The band speaks to their place in the continuum through the opening titular song, Exactly Right. The header, melody, solos, and the song’s incessant swing are all, Exactly Right. Despite being written today, you can hear the strains of Hayes’ storied career with Coltrane, Tyler, Silver, and Adderly in these notes. However, this is not a tribute or nostalgia album as Hayes and the rest of his quintet play with fire and abandon, giving themselves to the music they create in the now.
Sergio Mendes’ So Many Stars is slow and mysterious; as the saxophone converses with Nelson’s singing vibraphone and piano, Haye’s drum bush strokes keep time like rain in the night. Haye’s drumming evokes the rhythm of the Sergio Mendes original while the band takes the song in a completely different direction.
Carmine’s Bridge continues the jazz party from where Exactly Right left off, and once again, the whole band is allowed to show off their chops, with Hayes accenting every phrase with exactly the right drive and panache. Each musician’s notes dance with each other to make the song’s overall impact more significant than each band member’s contributions. Its main melody is an invitation to dive into the music.

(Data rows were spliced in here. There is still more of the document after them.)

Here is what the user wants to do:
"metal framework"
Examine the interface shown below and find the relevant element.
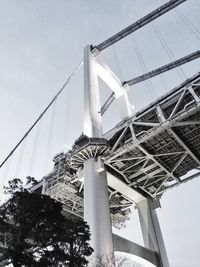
[104,73,200,198]
[41,73,200,227]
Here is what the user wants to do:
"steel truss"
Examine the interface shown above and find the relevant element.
[104,73,200,197]
[43,152,133,228]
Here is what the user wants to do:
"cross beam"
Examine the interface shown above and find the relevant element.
[124,50,200,86]
[96,0,186,51]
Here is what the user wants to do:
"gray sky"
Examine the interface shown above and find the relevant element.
[0,0,200,267]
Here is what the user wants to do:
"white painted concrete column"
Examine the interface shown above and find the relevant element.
[84,46,114,266]
[137,199,170,267]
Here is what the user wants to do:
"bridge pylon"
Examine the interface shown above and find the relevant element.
[84,46,115,266]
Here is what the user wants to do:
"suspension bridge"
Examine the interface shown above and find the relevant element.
[0,0,200,267]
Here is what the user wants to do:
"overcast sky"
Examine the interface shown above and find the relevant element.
[0,0,200,267]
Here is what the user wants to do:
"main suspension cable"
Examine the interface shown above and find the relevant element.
[130,34,157,99]
[175,8,200,40]
[0,60,83,168]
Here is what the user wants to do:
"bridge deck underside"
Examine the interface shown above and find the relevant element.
[37,74,200,227]
[105,74,200,197]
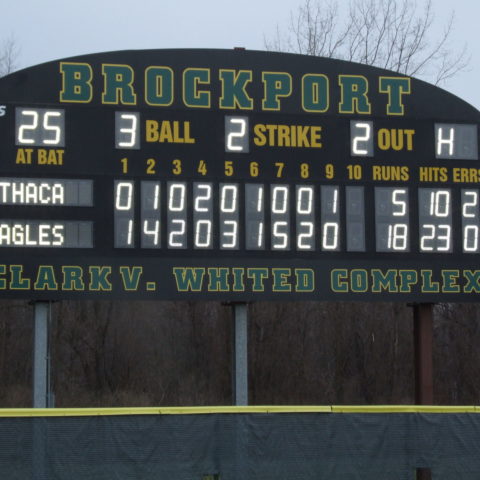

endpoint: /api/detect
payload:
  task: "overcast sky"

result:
[0,0,480,109]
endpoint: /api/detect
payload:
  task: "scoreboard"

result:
[0,50,480,302]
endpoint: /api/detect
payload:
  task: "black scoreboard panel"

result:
[0,50,480,302]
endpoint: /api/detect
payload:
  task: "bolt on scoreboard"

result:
[0,50,480,302]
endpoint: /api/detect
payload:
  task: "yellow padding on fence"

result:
[0,405,480,417]
[0,406,332,417]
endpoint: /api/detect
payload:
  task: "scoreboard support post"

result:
[33,301,52,408]
[413,303,433,405]
[413,303,433,480]
[232,303,248,406]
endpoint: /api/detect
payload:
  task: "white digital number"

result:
[272,187,288,214]
[352,122,372,156]
[117,113,138,148]
[168,219,186,247]
[16,108,63,146]
[168,183,186,212]
[143,220,160,246]
[463,225,478,252]
[430,190,450,217]
[387,223,408,251]
[272,221,288,250]
[420,224,451,252]
[115,182,133,210]
[194,183,212,212]
[194,220,212,248]
[297,222,314,250]
[18,110,38,145]
[462,191,478,218]
[322,222,338,250]
[225,117,249,153]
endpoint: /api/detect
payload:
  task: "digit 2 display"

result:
[0,50,480,302]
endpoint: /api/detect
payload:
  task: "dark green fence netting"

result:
[0,413,480,480]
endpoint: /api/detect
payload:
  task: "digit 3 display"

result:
[0,50,480,302]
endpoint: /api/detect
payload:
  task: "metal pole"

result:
[413,303,433,480]
[33,302,51,408]
[413,303,433,405]
[232,303,248,406]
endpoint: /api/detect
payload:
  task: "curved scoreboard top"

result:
[0,50,480,302]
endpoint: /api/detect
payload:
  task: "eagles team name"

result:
[59,62,411,115]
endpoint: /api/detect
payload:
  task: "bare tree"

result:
[265,0,469,85]
[0,35,20,77]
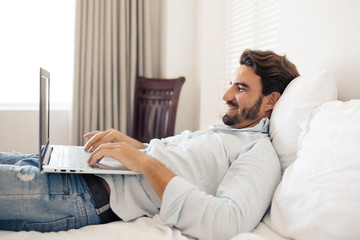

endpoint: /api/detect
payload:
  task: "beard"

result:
[223,96,263,126]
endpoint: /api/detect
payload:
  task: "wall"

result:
[279,0,360,100]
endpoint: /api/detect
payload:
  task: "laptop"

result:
[39,68,139,174]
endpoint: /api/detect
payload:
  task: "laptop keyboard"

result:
[52,146,91,168]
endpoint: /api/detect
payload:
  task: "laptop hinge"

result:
[43,146,53,165]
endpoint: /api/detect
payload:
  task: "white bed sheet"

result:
[0,215,192,240]
[231,222,290,240]
[0,215,289,240]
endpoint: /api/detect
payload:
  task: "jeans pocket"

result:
[23,217,75,232]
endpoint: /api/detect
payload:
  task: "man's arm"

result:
[88,142,175,198]
[84,129,146,152]
[160,138,281,240]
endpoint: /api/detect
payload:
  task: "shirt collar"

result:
[210,117,270,133]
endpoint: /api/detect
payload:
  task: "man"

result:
[0,50,299,239]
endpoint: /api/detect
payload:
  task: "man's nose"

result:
[223,87,234,101]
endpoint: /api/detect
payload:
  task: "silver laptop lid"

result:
[39,68,50,171]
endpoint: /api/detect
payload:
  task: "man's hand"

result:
[88,142,175,198]
[84,129,146,152]
[88,142,146,172]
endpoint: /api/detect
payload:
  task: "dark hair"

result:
[240,49,300,96]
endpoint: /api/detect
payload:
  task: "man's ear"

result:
[266,92,281,111]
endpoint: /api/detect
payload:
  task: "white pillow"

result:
[270,71,337,172]
[264,100,360,240]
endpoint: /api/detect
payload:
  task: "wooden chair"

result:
[133,77,185,143]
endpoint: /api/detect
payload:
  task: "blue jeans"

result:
[0,153,100,232]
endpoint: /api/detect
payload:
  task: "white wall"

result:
[279,0,360,100]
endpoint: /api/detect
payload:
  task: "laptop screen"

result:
[39,68,50,171]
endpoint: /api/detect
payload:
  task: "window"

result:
[222,0,280,97]
[0,0,76,108]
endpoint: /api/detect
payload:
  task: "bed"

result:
[0,71,360,240]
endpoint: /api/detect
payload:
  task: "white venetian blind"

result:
[0,0,76,109]
[222,0,280,95]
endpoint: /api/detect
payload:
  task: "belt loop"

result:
[62,173,69,195]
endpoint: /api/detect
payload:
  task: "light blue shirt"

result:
[99,118,281,239]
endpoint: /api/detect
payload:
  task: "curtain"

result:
[72,0,152,145]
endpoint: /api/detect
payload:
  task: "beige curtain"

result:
[72,0,152,145]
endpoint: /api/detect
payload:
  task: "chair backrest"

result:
[133,77,185,142]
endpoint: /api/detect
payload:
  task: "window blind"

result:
[221,0,280,97]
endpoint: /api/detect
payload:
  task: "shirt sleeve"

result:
[160,138,281,239]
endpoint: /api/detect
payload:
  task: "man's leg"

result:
[0,152,38,164]
[0,155,100,232]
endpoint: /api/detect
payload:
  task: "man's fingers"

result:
[88,143,119,165]
[84,130,111,151]
[83,131,100,138]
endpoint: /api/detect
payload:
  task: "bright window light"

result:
[0,0,76,108]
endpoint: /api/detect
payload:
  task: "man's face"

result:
[223,65,268,128]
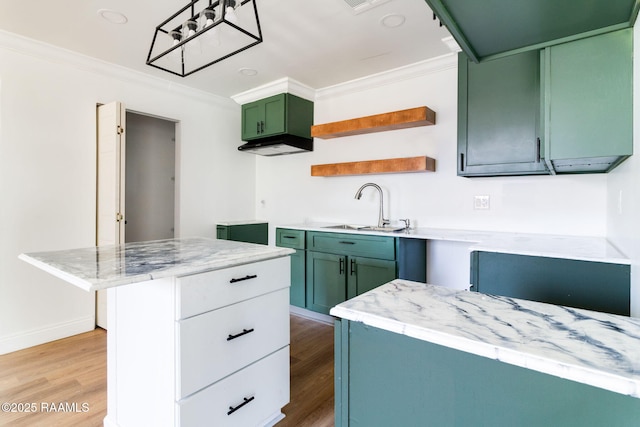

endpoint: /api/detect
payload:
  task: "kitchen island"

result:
[20,237,293,427]
[331,280,640,427]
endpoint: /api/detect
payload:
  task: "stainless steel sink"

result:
[322,224,405,233]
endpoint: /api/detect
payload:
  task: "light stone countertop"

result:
[19,237,294,291]
[278,222,631,264]
[331,280,640,398]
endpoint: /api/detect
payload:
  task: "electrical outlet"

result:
[473,196,489,210]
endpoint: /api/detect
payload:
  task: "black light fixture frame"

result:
[147,0,262,77]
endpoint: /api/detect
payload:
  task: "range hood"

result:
[238,134,313,156]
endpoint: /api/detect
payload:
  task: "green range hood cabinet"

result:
[425,0,640,62]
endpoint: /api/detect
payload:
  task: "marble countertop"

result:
[331,280,640,398]
[19,237,294,291]
[278,222,631,264]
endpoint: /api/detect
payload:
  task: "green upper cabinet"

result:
[425,0,640,62]
[542,29,633,173]
[458,51,548,176]
[458,29,633,177]
[242,93,313,141]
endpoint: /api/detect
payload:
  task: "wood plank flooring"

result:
[0,315,334,427]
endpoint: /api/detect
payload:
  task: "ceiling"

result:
[0,0,451,97]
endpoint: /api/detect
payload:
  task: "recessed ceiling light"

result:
[98,9,129,24]
[380,13,406,28]
[238,68,258,76]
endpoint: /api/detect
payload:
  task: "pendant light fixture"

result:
[147,0,262,77]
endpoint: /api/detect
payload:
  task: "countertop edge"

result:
[18,247,295,292]
[330,298,640,398]
[276,222,631,265]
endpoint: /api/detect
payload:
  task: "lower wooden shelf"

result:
[311,156,436,176]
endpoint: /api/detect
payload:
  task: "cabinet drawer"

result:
[176,346,289,427]
[307,231,396,260]
[276,228,305,249]
[176,288,289,400]
[176,256,291,320]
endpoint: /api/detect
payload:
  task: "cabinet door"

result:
[543,29,633,173]
[458,51,547,176]
[242,101,264,141]
[260,93,287,136]
[289,249,307,308]
[347,257,398,299]
[307,251,347,314]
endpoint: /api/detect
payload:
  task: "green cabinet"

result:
[426,0,640,62]
[307,251,397,314]
[307,232,398,314]
[276,228,307,308]
[216,221,269,245]
[242,93,313,141]
[458,51,548,176]
[458,29,633,177]
[542,29,633,173]
[334,320,640,427]
[276,228,427,314]
[471,251,631,316]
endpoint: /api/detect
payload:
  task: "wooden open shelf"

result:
[311,156,436,176]
[311,107,436,139]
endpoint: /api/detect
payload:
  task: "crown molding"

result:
[0,30,233,108]
[316,53,458,100]
[231,77,316,105]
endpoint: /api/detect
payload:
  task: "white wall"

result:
[607,25,640,317]
[0,33,255,354]
[256,55,607,287]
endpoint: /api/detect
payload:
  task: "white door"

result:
[96,102,126,328]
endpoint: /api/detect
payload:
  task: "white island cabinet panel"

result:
[176,288,289,400]
[176,347,289,427]
[20,237,294,427]
[176,257,290,320]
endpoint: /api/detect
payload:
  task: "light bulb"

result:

Nefertiti, Wayne Shorter’s contribution to Miles Davis’ album of the same name, receives an inward-looking interpretation, with Burto’s saxophone leading the song and Hayes keeping perfect and time. Nelson’s vibraphone gives the song a gentle undercurrent, occasionally answering the saxophone’s call across Shorter’s grand melody.
Hayes’s version of Horace Silver’s Mellow D sounds like it was composed for this band and is as fresh as today, though he initially recorded with Silver in 1959 on the album Finger Poppin’. The band cooks on this song as they do all over this album, but Hayes’s drums are the star as they propel and decorate the piece with command and style. It’s also a testament to Haye’s talent that his drum parts for both song versions are different. Both work to make the song what it is, and you can hear the same drummer in the other drum parts. The original sounds like it’s rushing to get here, while this new version takes more time.
Scarborough Fair turns the well-known traditional folk song into jazz led by bouncing piano and a driving rhythm that doesn’t remove the gentler cadence of the folk song.
Ugetsu, which former Hayes’ Cedar Walton recorded with the Jazz Messengers in 1963, dives in and makes the case that jazz written sixty years ago is the jazz of today and ends with a disciplined yet playful drum solo that speaks to the spirit and personality of Hayes talent.
Hayes was named one of the 2023 National Endowment of the Arts Jazz Masters, and his deserved title shows on every track. The band on this album sound as if they’ve been playing with Hayes over the decades as they intuitively move through their changes together, each playing to their talent while giving the others in the quartet to do the same. And Louis Hayes keeps them on time, just exactly right. Exactly Right is vibrant, living jazz.